Tre punti che danno sollievo e permettono al Crus di preparare con maggior serenità i prossimi impegni
Il prossimo avversario è il Winterthur, da affrontare alla Schützenwiese.
Tre punti che danno sollievo e permettono al Crus di preparare con maggior serenità i prossimi impegni
Il prossimo avversario è il Winterthur, da affrontare alla Schützenwiese.
LUGANO - Sofferto, voluto, importantissimo. È il successo ottenuto dal Lugano, che nel giorno della 200esima panchina del Crus ha fatto un “regalo” al suo mister e ha vinto di misura il delicato duello col GC.
La prova dei bianconeri non è stata di quelle da stropicciarsi gli occhi - nel complesso serve maggiore brillantezza - ma in questo momento contavano i punti e dunque va benissimo così. Lo chiedeva la classifica e lo chiedeva tutto l’ambiente bianconero, un po’ in apnea in questa prima fetta di campionato. «È stata una partita difficile, ma alla fine penso che abbiamo meritato di vincerla: abbiamo reagito a un inizio di stagione complicato», parola di Daniel dos Santos, che non nasconde la sua soddisfazione, ma sa che questa versione del Lugano (nono a quota 7 punti) è ancora lontana da quella luccicante ammirata in passato.
La partita con le Cavallette ci dice che Von Ballmoos, provvidenziale almeno in due occasioni nel finale, sta facendo il suo e si sta confermando affidabile.

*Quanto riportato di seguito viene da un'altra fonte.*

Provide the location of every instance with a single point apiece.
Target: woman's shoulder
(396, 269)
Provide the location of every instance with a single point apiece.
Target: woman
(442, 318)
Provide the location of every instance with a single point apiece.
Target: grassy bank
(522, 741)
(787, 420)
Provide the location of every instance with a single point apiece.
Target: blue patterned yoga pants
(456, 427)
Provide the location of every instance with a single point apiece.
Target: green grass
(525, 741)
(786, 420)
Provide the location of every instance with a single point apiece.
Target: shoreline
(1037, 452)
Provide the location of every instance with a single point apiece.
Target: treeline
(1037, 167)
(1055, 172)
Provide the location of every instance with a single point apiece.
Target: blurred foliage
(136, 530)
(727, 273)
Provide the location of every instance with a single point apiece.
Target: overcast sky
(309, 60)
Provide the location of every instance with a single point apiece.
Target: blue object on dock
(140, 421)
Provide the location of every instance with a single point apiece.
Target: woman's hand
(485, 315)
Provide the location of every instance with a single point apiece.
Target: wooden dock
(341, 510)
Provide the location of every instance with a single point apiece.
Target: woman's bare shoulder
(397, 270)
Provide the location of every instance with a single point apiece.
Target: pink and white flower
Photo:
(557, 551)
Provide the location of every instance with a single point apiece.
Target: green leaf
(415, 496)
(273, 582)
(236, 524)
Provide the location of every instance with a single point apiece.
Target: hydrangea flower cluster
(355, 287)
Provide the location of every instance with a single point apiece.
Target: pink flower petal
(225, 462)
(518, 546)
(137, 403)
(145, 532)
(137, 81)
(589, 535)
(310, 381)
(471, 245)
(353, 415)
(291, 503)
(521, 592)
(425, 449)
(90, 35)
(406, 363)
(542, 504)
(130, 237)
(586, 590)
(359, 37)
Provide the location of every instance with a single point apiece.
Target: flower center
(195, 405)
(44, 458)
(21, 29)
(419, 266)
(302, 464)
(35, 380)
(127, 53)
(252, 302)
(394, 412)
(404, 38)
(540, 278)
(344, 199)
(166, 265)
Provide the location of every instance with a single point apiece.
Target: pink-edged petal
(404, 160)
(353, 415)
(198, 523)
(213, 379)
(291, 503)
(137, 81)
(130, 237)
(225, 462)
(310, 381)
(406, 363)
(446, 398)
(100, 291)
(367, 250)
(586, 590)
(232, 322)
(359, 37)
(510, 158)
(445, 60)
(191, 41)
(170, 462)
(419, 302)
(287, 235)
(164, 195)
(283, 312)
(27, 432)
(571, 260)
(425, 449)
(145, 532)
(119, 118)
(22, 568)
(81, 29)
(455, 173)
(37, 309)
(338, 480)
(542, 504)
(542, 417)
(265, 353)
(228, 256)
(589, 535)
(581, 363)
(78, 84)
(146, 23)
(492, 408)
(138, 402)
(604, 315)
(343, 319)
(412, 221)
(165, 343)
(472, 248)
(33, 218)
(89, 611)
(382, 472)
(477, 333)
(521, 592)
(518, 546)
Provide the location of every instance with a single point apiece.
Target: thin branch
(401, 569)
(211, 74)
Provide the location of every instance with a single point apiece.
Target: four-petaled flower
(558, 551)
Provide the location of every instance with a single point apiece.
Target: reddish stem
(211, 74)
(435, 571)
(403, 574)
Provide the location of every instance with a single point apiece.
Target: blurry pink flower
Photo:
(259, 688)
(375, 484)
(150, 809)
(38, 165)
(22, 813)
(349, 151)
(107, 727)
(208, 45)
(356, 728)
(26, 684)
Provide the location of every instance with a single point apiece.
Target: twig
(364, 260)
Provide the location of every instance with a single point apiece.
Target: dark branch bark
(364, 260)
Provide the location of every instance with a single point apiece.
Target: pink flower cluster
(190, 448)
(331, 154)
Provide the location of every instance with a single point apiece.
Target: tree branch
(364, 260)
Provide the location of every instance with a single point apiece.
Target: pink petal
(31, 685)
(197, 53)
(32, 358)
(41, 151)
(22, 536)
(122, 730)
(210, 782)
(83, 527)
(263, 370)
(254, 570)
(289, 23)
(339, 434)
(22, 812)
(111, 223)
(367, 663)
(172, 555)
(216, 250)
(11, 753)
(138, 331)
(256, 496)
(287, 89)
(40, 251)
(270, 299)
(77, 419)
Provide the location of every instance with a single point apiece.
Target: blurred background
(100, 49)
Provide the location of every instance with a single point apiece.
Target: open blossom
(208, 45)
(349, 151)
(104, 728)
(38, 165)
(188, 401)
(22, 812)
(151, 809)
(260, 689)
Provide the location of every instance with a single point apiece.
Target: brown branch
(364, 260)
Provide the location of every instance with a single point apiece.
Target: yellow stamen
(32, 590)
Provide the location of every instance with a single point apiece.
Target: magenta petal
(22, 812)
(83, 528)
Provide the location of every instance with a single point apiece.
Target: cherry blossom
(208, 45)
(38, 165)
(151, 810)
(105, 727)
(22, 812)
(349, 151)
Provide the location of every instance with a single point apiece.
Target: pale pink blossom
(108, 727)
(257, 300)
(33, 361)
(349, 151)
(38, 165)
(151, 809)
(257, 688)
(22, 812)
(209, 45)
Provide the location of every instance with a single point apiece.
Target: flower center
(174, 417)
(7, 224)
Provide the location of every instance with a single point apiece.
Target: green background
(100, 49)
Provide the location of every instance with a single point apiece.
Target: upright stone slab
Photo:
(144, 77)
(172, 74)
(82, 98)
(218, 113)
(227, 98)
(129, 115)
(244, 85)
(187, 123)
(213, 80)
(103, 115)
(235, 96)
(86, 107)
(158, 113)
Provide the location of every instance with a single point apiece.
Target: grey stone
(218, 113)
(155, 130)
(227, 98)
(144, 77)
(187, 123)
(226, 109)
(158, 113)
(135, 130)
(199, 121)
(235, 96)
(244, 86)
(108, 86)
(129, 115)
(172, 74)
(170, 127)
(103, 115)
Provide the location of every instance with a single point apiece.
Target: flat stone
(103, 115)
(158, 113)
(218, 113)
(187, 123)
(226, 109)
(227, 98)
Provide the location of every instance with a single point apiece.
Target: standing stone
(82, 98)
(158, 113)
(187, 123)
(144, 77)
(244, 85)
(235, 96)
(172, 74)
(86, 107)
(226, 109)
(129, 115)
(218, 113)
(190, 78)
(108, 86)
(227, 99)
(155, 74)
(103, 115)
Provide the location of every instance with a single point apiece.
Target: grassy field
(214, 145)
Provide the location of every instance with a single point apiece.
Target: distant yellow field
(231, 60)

Una conferma è arrivata anche da Grgic, sempre infallibile dagli 11 metri. Suo il penalty - procurato da Behrens - che è valso l’1-0. Meno positivi i segnali a livello di gestione del match, col GC - sotto di un gol e rimasto in 10 - che è riuscito a trovare l’1-1 con Asp Jensen (70’). In quel momento il Lugano, un po' troppo timido, non ha saputo azzannare la preda e anzi ha faticato. Al 77’ in modo un po’ rocambolesco è però arrivato il decisivo 2-1 di Behrens, che con un “gollonzo” ha consegnato ai ticinesi il secondo successo stagionale. Un’iniezione di fiducia che ci voleva eccome e si spera possa dare nuovo slancio al Lugano, atteso domenica dal fanalino di coda Winterthur.
In Challenge ha raccolto un punto il Bellinzona (0-0 a Wil), che resta sul fondo e attende ancora il primo successo (4 pareggi, 4 sconfitte).